I would like to start with our venerable mayor. How is this guy still in office. He has clearly lost his mind. After chastising Lee Zurik for doing his job (which happens to be taking his punk ass to task when millions of dollars in recovery money are misappropriated as they appear to have been) he asks how Zurik is aiding the city's recovery. He's aiding the recovery by acting as the fourth estate you tremendous douche bag! The watch dog aspect of the media is one of the only things that makes it worthwhile. I think we should all have the opportunity to punch Nagin in the gut (a la Derrick Shepard on his ex-girlfriend) for continuously dropping the ball in the nearly three years since the storm.

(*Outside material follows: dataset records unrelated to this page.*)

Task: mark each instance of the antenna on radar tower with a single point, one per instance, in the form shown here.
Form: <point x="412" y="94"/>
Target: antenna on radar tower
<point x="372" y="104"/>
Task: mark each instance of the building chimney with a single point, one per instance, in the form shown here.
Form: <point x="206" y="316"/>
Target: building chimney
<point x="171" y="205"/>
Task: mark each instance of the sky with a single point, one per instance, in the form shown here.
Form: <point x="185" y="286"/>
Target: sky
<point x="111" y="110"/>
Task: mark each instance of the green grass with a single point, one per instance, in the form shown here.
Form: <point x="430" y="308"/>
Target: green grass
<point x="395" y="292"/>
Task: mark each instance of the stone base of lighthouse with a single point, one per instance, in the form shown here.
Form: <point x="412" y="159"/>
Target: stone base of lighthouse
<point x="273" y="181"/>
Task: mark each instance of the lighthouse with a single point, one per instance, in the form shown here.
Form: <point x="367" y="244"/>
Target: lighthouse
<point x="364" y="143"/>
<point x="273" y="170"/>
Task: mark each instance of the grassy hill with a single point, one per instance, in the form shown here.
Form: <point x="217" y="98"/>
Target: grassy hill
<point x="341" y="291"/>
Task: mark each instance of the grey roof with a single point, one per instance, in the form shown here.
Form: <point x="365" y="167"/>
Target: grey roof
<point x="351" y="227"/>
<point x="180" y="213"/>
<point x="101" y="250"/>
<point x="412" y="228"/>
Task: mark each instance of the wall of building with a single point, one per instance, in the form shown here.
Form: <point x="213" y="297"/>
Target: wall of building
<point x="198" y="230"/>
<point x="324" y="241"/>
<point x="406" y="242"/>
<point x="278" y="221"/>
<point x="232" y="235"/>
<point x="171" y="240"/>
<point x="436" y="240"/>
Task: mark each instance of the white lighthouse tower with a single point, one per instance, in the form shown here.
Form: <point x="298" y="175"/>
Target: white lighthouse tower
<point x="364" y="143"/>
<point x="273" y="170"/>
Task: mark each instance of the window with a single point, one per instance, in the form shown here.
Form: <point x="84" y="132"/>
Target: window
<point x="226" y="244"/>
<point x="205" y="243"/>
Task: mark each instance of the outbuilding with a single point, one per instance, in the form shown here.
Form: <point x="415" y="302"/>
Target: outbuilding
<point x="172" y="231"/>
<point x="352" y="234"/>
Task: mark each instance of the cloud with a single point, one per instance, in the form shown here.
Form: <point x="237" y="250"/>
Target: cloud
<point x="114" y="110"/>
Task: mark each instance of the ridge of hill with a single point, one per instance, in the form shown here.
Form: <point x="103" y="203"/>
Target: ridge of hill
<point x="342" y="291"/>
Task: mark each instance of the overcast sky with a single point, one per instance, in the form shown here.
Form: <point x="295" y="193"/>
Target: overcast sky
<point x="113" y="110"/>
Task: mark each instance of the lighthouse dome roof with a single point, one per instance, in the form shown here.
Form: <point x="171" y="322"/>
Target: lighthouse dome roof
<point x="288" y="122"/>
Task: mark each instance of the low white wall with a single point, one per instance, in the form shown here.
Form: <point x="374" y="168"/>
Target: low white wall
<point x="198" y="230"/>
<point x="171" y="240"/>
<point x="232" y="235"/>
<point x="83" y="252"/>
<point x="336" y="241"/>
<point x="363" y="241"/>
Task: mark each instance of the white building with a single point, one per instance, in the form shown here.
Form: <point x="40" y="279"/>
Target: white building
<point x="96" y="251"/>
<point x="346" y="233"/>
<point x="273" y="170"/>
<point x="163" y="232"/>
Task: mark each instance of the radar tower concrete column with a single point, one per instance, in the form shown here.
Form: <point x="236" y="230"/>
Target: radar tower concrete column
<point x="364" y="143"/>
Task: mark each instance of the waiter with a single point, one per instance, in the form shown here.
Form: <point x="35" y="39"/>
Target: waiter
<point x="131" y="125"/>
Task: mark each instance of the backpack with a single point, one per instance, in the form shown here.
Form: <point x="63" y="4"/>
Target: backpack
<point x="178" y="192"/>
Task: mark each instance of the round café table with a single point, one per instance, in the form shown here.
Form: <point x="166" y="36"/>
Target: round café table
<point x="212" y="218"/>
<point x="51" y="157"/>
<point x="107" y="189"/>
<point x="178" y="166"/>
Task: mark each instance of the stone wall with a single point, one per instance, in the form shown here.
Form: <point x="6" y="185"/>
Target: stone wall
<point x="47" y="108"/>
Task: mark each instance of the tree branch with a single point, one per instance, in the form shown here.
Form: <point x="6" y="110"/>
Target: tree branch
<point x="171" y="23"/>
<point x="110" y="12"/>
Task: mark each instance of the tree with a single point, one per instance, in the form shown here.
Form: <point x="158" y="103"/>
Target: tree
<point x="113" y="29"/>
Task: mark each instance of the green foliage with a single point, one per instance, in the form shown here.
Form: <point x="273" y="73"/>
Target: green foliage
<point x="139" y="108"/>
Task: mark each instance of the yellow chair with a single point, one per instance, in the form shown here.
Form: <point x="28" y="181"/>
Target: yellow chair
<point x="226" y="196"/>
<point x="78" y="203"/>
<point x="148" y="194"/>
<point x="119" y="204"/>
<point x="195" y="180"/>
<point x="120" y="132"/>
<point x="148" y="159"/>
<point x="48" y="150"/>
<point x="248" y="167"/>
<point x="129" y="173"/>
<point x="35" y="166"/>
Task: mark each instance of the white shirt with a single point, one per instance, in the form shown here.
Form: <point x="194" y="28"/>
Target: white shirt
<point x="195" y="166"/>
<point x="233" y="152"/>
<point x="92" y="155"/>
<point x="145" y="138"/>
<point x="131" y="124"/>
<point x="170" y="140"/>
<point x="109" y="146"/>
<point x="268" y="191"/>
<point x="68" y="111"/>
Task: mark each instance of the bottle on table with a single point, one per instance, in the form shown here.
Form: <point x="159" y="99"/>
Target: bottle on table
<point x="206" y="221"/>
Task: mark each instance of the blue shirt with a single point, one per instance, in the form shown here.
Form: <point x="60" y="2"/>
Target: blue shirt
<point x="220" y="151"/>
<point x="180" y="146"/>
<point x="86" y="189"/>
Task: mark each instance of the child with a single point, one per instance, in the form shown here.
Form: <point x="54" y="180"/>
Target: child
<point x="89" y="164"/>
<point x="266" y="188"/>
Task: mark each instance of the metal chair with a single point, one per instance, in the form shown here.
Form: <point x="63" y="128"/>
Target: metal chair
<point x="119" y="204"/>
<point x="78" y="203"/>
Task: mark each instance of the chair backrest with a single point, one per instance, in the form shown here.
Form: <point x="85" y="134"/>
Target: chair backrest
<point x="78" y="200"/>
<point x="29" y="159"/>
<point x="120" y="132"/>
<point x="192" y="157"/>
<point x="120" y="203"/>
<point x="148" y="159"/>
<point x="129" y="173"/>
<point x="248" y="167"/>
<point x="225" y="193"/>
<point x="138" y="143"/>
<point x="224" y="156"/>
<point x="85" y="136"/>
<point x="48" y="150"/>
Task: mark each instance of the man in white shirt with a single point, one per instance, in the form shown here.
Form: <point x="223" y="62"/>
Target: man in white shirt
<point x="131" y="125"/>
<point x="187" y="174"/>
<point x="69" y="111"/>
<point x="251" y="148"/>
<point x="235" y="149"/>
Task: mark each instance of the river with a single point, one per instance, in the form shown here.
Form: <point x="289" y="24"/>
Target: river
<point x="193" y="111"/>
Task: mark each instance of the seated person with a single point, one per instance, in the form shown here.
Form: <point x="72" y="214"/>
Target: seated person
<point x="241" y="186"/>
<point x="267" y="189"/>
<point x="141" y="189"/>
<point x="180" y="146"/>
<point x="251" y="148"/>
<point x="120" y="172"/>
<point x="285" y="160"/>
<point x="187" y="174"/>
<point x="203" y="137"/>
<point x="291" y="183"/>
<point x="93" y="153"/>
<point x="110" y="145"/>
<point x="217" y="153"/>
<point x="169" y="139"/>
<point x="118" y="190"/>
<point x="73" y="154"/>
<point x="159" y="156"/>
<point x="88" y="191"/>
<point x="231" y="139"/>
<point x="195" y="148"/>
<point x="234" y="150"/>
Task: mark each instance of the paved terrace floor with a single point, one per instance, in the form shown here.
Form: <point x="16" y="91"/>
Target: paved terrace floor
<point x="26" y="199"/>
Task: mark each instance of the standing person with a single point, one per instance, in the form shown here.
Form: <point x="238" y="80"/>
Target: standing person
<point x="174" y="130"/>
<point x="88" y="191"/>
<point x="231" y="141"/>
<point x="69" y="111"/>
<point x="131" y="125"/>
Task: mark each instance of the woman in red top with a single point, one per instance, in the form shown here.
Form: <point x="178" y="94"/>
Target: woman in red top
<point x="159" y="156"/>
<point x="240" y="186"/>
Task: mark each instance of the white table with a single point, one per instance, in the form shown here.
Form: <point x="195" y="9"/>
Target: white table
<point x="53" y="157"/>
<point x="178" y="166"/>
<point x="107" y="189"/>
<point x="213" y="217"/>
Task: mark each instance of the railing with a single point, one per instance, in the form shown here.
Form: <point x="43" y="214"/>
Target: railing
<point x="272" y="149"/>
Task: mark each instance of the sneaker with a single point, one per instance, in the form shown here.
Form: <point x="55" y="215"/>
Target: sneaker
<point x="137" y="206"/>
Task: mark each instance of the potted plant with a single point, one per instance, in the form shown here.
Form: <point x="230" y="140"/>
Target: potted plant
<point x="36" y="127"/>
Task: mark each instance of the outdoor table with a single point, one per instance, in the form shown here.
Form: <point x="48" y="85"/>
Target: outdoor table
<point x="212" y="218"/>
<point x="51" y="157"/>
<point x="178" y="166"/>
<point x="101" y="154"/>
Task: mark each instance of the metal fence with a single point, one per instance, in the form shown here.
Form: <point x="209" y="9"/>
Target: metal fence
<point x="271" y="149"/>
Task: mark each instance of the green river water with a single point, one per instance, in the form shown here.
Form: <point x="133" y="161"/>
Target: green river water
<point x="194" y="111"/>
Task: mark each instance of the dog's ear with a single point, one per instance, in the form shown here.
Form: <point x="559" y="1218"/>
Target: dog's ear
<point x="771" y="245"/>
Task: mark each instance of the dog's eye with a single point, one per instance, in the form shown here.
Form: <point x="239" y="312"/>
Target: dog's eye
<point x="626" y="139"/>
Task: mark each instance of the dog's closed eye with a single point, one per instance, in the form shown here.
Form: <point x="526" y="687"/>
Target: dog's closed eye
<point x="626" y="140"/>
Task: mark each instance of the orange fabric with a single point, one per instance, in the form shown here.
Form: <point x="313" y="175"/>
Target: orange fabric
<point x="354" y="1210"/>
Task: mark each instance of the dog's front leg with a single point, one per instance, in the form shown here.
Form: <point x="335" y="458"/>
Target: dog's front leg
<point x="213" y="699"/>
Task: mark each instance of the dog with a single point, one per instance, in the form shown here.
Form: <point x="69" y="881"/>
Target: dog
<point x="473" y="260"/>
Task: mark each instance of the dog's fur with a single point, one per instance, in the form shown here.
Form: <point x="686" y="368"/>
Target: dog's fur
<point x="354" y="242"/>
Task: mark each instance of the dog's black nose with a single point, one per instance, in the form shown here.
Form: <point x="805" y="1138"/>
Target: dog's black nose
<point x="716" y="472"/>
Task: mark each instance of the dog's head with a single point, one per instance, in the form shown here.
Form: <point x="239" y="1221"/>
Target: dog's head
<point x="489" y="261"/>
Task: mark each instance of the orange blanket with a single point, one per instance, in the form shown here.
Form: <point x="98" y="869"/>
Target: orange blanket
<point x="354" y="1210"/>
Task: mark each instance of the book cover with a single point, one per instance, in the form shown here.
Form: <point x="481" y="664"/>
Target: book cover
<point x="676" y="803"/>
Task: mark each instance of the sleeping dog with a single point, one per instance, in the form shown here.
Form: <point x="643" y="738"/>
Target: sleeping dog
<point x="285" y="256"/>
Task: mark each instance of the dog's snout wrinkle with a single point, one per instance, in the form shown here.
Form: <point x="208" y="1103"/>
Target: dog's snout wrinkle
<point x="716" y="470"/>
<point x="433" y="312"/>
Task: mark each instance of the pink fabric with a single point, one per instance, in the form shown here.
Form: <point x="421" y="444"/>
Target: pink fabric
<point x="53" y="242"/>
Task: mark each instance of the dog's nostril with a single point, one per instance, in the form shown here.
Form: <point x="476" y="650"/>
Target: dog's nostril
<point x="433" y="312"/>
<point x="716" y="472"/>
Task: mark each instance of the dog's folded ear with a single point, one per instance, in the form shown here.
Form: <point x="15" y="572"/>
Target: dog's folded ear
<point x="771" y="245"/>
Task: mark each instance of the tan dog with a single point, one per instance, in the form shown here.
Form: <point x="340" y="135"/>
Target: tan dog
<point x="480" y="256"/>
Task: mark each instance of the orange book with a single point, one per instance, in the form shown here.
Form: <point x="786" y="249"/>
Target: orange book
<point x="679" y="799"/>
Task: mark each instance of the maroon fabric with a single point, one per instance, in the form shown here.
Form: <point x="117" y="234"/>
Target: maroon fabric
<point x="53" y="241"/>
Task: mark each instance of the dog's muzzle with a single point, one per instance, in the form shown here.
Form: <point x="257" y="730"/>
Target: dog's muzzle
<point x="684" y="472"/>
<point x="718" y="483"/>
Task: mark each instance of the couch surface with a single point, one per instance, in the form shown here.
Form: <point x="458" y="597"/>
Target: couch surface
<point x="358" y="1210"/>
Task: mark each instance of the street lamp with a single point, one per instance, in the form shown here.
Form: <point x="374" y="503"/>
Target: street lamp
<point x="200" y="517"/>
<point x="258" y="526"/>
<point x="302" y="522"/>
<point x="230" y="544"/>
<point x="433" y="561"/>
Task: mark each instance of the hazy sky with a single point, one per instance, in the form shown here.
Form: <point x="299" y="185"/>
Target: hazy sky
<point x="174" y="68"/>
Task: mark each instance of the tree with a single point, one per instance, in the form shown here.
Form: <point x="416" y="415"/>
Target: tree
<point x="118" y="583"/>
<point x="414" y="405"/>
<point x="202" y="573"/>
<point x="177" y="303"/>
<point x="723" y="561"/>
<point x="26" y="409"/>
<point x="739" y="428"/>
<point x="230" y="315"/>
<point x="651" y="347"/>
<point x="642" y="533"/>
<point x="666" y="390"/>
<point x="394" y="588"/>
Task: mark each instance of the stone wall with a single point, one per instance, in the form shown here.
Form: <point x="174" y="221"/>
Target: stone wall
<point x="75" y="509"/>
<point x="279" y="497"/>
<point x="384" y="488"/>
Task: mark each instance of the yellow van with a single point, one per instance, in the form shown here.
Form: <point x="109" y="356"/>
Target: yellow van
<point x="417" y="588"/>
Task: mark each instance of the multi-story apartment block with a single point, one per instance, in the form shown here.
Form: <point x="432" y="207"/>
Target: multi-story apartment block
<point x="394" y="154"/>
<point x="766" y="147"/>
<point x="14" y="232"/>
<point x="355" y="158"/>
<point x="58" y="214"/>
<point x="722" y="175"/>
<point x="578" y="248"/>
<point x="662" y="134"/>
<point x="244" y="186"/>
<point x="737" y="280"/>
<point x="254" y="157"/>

I don't know that he was all that qualified in the first place. How is running a quasi-monopoly all that difficult. Cox cable's pitch back when he was at the helm could have been "you want cable? Then fuck you, we're all you got." I mean truly this guy is a charlatan. All he wants is to act like a drunken idiot in front of Gallier Hall on Fat Tuesday, and spend the rest of the year dodging reporters and screwing the citizens to the wall. Remarkable.
I don't know if someone else could have done a better job, but I know they couldn't have done any worse. The last two years of the Nagin administration may be the longest of my life. I hope the whole NOAH thing cleans out city hall...empty offices will be far better than what's there now.